Analysis of malware through machine learning: Basic Principles of clustering algorithms in Deepviz
Since last year, we have discovered that many audiovisual companies have begun to engage in machine learning and artificial intelligence, hoping to find a fast and effective way to analyze and isolate new types of malware and expand the malicious software library. However, in fact, there is a big problem here: many people regard machine learning as a magic wand that is omnipotent-when they started using machine learning, I just handed over as many examples as possible to the algorithm for calculation. Even if it is done, this is actually not completely correct.
0 × 00 Introduction
Deepviz is a powerful Automatic Analysis Platform for malware and a powerful and effective intelligent threat intelligence platform. In addition, it can analyze all the data extracted from the malware analyzer, make the best choice by associating algorithms.
Machine Learning is a key technology used by Deepviz. It can identify new malware, identify similar samples for association, and expand the malicious software library. But in fact, executing an effective machine learning algorithm is not as simple as most people think-it is not "giving smart machines as much detailed information as possible, and it will find its own tricks ".
Next we will explore the principles of machine learning step by step.
0 × 01. Clustering Algorithm
Clustering Analysis is a statistical analysis technique designed to identify important groups from a given dataset. We can use existing malware groups to discover similar new malware or samples with the same characteristics as this group. To group A data set, we need an expression to describe the similarity between each element in the dataset.

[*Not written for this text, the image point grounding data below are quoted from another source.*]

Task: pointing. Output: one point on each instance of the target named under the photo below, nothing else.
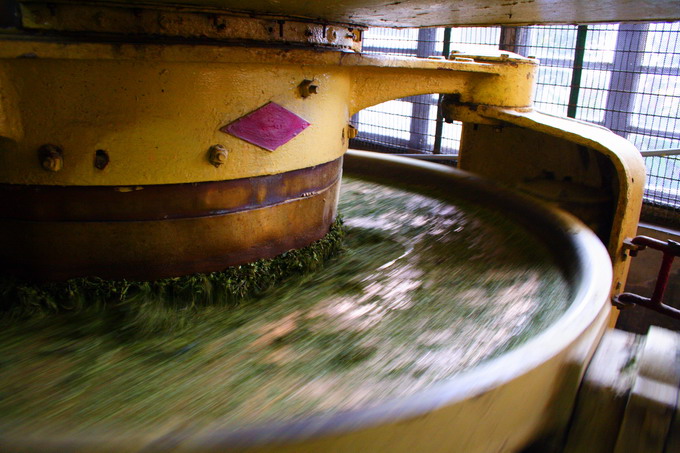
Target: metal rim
(591, 277)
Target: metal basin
(500, 405)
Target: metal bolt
(217, 155)
(50, 157)
(101, 159)
(331, 34)
(307, 88)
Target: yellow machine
(212, 133)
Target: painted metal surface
(521, 146)
(153, 249)
(132, 101)
(164, 201)
(498, 406)
(268, 127)
(430, 13)
(670, 250)
(142, 22)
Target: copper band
(152, 249)
(161, 202)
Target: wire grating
(625, 77)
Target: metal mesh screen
(625, 77)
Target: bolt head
(50, 157)
(307, 88)
(217, 155)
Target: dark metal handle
(670, 250)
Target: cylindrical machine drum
(499, 405)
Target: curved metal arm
(670, 250)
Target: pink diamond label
(269, 127)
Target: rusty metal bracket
(670, 250)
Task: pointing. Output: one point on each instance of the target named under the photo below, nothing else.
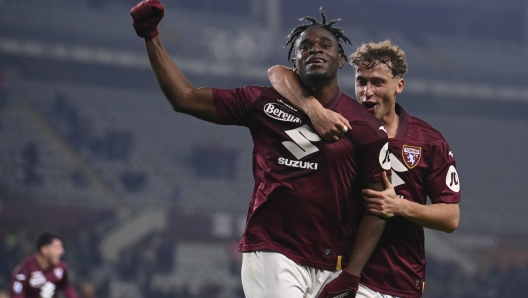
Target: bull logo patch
(411, 155)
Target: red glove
(146, 17)
(343, 286)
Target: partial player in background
(306, 204)
(422, 163)
(43, 274)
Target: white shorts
(268, 274)
(364, 292)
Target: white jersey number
(302, 137)
(47, 290)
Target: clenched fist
(146, 17)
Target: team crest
(58, 272)
(411, 155)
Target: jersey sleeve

Each element is described by a feature set. The attributes of this feature set are very important to this element in some aspects. When designing a feature set, there are two key points to consider:
First, you must understand how to select attributes. As mentioned above, many people think that clustering analysis should allow the analysis program to extract millions of attributes for calculation, but ignore one point: the more attributes are considered, the more time the calculation takes, and some attributes cannot be used to accurately distinguish malware. For example, using the unique entropy attribute of the PE file as a feature set will lead to incorrect clustering. However, in any case, we need to find enough attributes to divide some malicious software with special behaviors into several different malware groups. Therefore, the attributes we want to extract are meaningful attributes for malware analysis, which is also the largest component of the Deepvid malware analyzer.

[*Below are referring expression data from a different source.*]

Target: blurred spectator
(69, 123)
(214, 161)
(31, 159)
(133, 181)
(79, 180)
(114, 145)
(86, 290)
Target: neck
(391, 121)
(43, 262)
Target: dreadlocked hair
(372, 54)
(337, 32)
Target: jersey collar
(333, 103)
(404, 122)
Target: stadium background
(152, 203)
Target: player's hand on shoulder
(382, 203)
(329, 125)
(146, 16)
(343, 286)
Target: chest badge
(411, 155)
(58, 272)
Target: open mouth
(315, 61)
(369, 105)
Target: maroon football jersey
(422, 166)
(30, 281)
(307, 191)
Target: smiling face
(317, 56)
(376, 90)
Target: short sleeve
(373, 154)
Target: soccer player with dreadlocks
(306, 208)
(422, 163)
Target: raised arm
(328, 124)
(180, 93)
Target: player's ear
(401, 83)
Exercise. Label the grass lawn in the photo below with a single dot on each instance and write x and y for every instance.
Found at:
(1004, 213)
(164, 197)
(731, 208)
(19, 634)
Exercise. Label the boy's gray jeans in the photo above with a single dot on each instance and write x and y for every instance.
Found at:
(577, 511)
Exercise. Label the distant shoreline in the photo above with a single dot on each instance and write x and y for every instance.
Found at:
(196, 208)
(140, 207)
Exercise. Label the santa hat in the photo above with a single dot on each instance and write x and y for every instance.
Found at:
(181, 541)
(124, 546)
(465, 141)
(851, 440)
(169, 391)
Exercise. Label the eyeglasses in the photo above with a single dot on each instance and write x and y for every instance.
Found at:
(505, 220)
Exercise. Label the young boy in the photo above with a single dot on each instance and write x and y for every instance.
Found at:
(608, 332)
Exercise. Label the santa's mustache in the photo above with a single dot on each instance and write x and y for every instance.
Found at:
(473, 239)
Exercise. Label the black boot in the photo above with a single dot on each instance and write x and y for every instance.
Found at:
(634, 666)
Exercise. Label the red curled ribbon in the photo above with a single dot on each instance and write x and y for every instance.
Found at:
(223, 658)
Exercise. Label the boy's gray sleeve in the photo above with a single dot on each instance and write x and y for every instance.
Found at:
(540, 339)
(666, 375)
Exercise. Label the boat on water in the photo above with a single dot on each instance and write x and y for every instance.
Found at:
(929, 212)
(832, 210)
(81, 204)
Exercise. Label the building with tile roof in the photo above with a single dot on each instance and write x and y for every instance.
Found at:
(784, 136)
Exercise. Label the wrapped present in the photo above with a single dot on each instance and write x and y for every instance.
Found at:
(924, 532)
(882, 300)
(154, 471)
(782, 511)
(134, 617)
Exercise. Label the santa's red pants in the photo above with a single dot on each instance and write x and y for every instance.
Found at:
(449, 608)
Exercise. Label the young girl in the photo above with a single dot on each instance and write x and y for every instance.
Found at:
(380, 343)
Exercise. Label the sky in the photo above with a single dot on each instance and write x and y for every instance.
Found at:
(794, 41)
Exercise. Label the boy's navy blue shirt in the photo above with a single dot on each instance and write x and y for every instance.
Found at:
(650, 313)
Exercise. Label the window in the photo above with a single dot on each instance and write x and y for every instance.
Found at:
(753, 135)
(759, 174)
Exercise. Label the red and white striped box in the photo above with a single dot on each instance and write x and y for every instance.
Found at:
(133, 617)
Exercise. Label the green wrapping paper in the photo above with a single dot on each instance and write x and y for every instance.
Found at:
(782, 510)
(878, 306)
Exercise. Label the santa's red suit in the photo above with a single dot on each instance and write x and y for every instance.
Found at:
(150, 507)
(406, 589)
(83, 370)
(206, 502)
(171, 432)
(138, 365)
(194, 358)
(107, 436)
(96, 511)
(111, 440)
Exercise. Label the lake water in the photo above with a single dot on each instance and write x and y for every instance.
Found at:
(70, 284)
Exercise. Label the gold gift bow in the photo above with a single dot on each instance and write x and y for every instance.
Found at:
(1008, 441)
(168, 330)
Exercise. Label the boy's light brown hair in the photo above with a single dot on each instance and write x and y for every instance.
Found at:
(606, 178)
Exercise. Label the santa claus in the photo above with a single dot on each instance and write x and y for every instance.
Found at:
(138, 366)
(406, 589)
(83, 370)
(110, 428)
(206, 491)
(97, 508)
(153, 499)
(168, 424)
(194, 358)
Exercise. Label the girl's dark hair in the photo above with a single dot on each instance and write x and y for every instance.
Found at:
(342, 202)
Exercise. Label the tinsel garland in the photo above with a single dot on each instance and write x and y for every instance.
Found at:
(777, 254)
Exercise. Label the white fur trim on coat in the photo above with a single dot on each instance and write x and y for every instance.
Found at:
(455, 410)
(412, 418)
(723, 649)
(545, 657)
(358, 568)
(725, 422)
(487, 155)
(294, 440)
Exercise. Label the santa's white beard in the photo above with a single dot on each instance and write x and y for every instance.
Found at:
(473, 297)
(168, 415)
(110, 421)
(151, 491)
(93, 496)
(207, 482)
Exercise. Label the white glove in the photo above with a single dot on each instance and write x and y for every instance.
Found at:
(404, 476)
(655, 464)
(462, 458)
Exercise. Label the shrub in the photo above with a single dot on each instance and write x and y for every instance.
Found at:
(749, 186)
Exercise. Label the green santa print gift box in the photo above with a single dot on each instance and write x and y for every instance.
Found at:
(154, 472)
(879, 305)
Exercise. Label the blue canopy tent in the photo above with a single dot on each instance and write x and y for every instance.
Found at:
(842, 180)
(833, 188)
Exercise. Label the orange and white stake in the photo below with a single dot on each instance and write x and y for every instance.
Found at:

Second, find the most appropriate measure to verify and compare the attributes of malware. Each malware can be described as a numerical attribute (such as information entropy) or an abstract attribute. In mathematics, similarity measurement is used to describe the similarity between two objects. Euclidean distance is a widely known method for comparing similarity between numeric attributes. How can we measure the similarity of abstract data? Deepviz provides two malware and related IPs and URLs. How can we compare these two sets? How to aggregate them?

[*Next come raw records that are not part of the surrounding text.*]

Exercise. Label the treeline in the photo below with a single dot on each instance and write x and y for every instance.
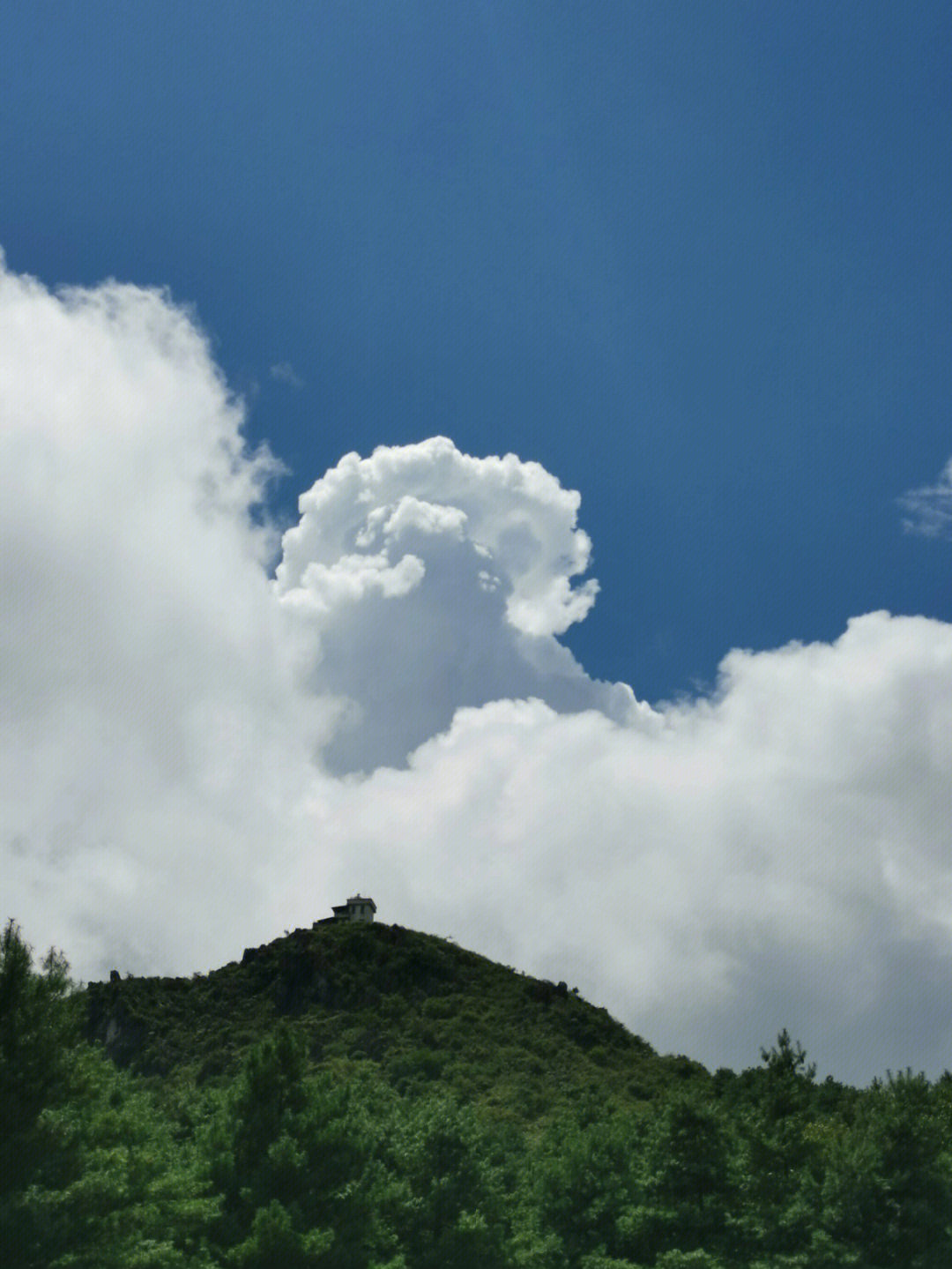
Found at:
(283, 1165)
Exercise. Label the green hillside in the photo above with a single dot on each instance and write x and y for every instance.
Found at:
(421, 1009)
(365, 1097)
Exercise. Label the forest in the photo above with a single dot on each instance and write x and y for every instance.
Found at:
(374, 1098)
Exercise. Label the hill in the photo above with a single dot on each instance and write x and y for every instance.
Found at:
(421, 1009)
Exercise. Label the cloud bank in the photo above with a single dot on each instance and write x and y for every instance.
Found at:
(196, 755)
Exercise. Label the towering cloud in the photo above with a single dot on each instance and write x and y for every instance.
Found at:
(194, 755)
(428, 580)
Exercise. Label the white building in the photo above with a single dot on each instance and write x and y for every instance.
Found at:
(358, 907)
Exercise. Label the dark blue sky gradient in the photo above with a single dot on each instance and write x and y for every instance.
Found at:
(695, 259)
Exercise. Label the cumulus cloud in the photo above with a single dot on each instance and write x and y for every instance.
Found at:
(428, 580)
(194, 757)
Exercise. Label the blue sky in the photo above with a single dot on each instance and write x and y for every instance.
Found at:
(692, 259)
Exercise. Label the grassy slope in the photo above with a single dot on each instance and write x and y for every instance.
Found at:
(419, 1008)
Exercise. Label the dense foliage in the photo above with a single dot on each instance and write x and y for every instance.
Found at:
(338, 1131)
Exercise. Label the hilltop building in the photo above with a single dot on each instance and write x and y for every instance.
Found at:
(359, 907)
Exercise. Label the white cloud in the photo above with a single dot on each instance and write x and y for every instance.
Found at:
(173, 723)
(425, 580)
(928, 511)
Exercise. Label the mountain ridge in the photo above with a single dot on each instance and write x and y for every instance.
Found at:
(420, 1008)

For example, the following figure shows the MD5 aggregation of all software that has visited the website complifies.ru:
Our clustering algorithm divides samples into four different groups, which is the last step in the aggregation process.
To get a similar set, we need to know the similarities and differences between each element and other elements. These values can be expressed through the distance matrix.
Based on this, what we need is:
1. Select a feature set that consists of one or more attributes. You can use this set to classify the elements in the original dataset. 2. Select a distance calculation algorithm to calculate the distance between each element. Then, we need to do the following steps: 3. compare the distance between an element and the element itself, and the distance between the element and other elements in the dataset. A clustering algorithm is used to aggregate similar elements. In our example, we aggregate malware groups.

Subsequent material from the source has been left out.